More Lawyers in Japan (And Thus Less Yakuza)

I'm going through a copy of McMafia by Misha Glenny and he said in 1949, the Japanese passed a law limiting the number of lawyers who could graduate from the Legal Research and Training Institute in Tokyo to 5,000 per year. This was done to discourage litigation and encourage social harmony.

What ended up happening is the court system was clogged with civil cases that never got resolved (most lawyers would rather work for the zaibatsu) and people started turning to the Yakuza (the Japanese mob) to resolve their problems. The Yakuza emerged from their traditional rackets of prostitution and gambling into all sorts of other concerns, like debt collection, as a result.

What if this law had never passed, leading to a more functional Japanese court system?

Glenny said the Yakuza were heavily involved in the property bubble in Japan in the 1980s, typically forcing people out of their homes and businesses so they could be sold or demolished. Given how (I think) the bursting of this bubble caused Japan's "lost decade," there could be major macro-economic and political consequences.
 
I'm going through a copy of McMafia by Misha Glenny and he said in 1949, the Japanese passed a law limiting the number of lawyers who could graduate from the Legal Research and Training Institute in Tokyo to 5,000 per year. This was done to discourage litigation and encourage social harmony.

Hmmm... I haven't read that one, but reading that comment, and looking at some of the reviews on Amazon (a telling one wondered about the lack of references), I'd take it with a grain of salt.

I'd agree that the discouragement of litigation was by design, but rather than foisting it off on the Yaks, it was channeled through other, more bureaucratic means, such as mediation. Have a look at this article for a more detailed explanation. Also here. It sounds to me as if the author was over-hyping the involvement of the yaks.

What ended up happening is the court system was clogged with civil cases that never got resolved (most lawyers would rather work for the zaibatsu) and people started turning to the Yakuza (the Japanese mob) to resolve their problems. The Yakuza emerged from their traditional rackets of prostitution and gambling into all sorts of other concerns, like debt collection, as a result.

Debt collection, along with the loan sharking that goes hand in hand with it, is a pretty traditional yak business.

What if this law had never passed, leading to a more functional Japanese court system?

You'd have to change much more than just this law.

Glenny said the Yakuza were heavily involved in the property bubble in Japan in the 1980s, typically forcing people out of their homes and businesses so they could be sold or demolished. Given how (I think) the bursting of this bubble caused Japan's "lost decade," there could be major macro-economic and political consequences.

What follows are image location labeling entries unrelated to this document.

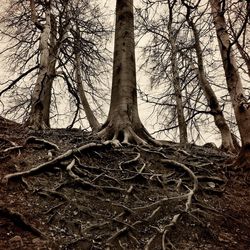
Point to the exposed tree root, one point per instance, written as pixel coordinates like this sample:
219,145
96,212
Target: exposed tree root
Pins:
48,164
19,220
33,139
124,205
243,159
125,135
192,175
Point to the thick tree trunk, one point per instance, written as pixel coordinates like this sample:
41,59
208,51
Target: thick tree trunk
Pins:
235,88
177,88
123,122
219,119
94,124
36,116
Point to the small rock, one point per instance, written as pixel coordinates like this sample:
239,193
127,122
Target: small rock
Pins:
16,240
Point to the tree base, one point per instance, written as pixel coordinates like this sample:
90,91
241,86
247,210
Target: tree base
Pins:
118,134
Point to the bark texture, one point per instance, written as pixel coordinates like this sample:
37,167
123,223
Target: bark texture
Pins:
177,89
227,143
123,123
239,101
36,116
93,122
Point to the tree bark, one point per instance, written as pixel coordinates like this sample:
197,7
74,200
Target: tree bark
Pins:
219,119
93,122
177,89
36,116
234,84
123,123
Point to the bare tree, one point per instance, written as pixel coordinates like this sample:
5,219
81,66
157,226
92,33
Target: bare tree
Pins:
213,103
123,122
93,122
239,101
44,60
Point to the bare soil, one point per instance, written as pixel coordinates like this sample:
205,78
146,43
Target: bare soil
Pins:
102,197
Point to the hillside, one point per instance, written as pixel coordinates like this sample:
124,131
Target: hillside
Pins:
75,192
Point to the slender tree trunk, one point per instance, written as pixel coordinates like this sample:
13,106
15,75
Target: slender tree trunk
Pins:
94,124
36,120
177,88
235,88
244,56
219,119
51,73
123,122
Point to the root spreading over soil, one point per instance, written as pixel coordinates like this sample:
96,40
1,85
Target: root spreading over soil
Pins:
60,189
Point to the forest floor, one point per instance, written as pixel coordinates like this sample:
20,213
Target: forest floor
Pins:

While jiageya were involved, I'd hesitate to lay all of the bubble at the yaks feet. I think you have that a bit backwards, in fact. Rather than a cause, they were a symptom.

If you're thinking that more lawyers could butterfly away or mitigate the lost "decade", I'd call that ASBs.
 
While jiageya were involved, I'd hesitate to lay all of the bubble at the yaks feet. I think you have that a bit backwards, in fact. Rather than a cause, they were a symptom.

If you're thinking that more lawyers could butterfly away or mitigate the lost "decade", I'd call that ASBs.

I wasn't blaming all of the blame for the bubble on the Yakuza, nor was I saying they caused it.

I was suggesting the Japanese real-estate bubble might not have happened the way it did if developers couldn't ally with the mob to force people out of their homes.

(I am not saying it would not happen at all. As you said, this was a symptom. However, it seems to me like it's a symptom that kept the bubble going. Kind of a feedback thing.)

So basically, I was suggesting more lawyers could keep the bubble from rising as high or as quickly.